Bir portre: Cahit Zarifoğlu

Doğruhaber

Bir portre: Cahit Zarifoğlu

Advert

Tam adı Abdurrahman Cahit Zarifoğlu olan ve 1 Haziran 1940'ta Ankara'da dünyaya gelen şair, pankreas kanseri nedeniyle, 1987'nin 7 Haziran günü İstanbul'da vefat etti.

 “Seçkin bir kimse değilim

İsmimin baş harfleri acz tutuyor,

Bağışlamanı dilerim…

Sana zorsa bırak yanayım,

Kolaysa esirgeme

Hayat bir boş rüyaymış

Geçen ibadetler özürlü

Eski günahlar dipdiri

Seçkin bir kimse değilim

İsmimin baş harflerinde kimliğim

Bağışlanmamı dilerim…

Sana zorsa bırak yanayım,

Kolaysa esirgeme

Hayat boş geçti

Geri kalan korkulu

Her adımım dolu olsa

İşe yaramaz katında

Biliyorum

Bağışlanmamı diliyorum…”

CAHİT ZARİFOĞLU

Bu şiir yetiyor anlatmaya şairi. İsminin baş harflerine kimliğini düğümleyen ve şiirden uçurtmalarla ebediyet durağını seyre çıkan bir zarif adam… Şiirin zarif kalemi, yüreğinde topladığı kelimelerle dindirdi hüzün yağmurlarını… Hep bir hoşçakal ülkesiydi yüreği. Yalnızlar çarşısında gördüğü insanlığın yüzünde bir gülüş, belki birkaç şiir getirirdi yüreğinin kuytularından.

Abdurrahman Cahit Zarifoğlu, 1 Temmuz 1940 tarihinde Ankara'da dünyaya geldi. Babasının memur olması nedeniyle çocukluğu Kahramanmaraş'ta geçen Zarifoğlu; edebiyat hayatına ilk olarak Kahramanmaraş Lisesinde şiir ve kompozisyon yazarak başladı.

Öğrencilik yıllarında çalışmak zorundaydı. Bu nedenle çeşitli dergilerde musahhih olarak çalıştı. İstanbul Üniversitesi Alman Dili ve Edebiyatı bölümünü bitiren şairin o dönemde yazdığı şiirler Diriliş dergisinde yayınlandı.

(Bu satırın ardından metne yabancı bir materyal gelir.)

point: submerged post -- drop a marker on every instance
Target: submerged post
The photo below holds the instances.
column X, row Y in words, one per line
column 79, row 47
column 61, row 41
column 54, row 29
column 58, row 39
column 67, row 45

1973 yılında askerlik için Sarıkamış'a giden Zarifoğlu, 1974'te Kıbrıs harekatına katılacak; 1975'te askerliğini tamamlayacaktı.

Mavera dergisinin kurucularından olan şairin yazdığı şiirler, öyküler, senaryo çalışmaları bu dergide yayınlanacaktı. 1959 yılında Kahramanmaraş'ta bir yıl vekil öğretmenlik yaptı. Seyyid Kasım Arvasi'nin kızı Berat Hanım ile evlenecek ve bu evlilikten üç kız, bir erkek çocukları dünyaya gelecekti.

 

Kansere yakalanır Cahit Zarifoğlu… Yakınlarının yüreğine kor gibi damlar bu haber. Hastaneye yatırılır. Arkadaşları, dostları kendisini sık sık ziyaret ederler. Dostu Erdem Bayazıt'a bir ziyaretinde, “Erdem, kırlarda çiçekler artık bensiz açacak” der ve 7 Haziran 1987'de vefat eder. Kırlarda çiçekler yasa boğulur.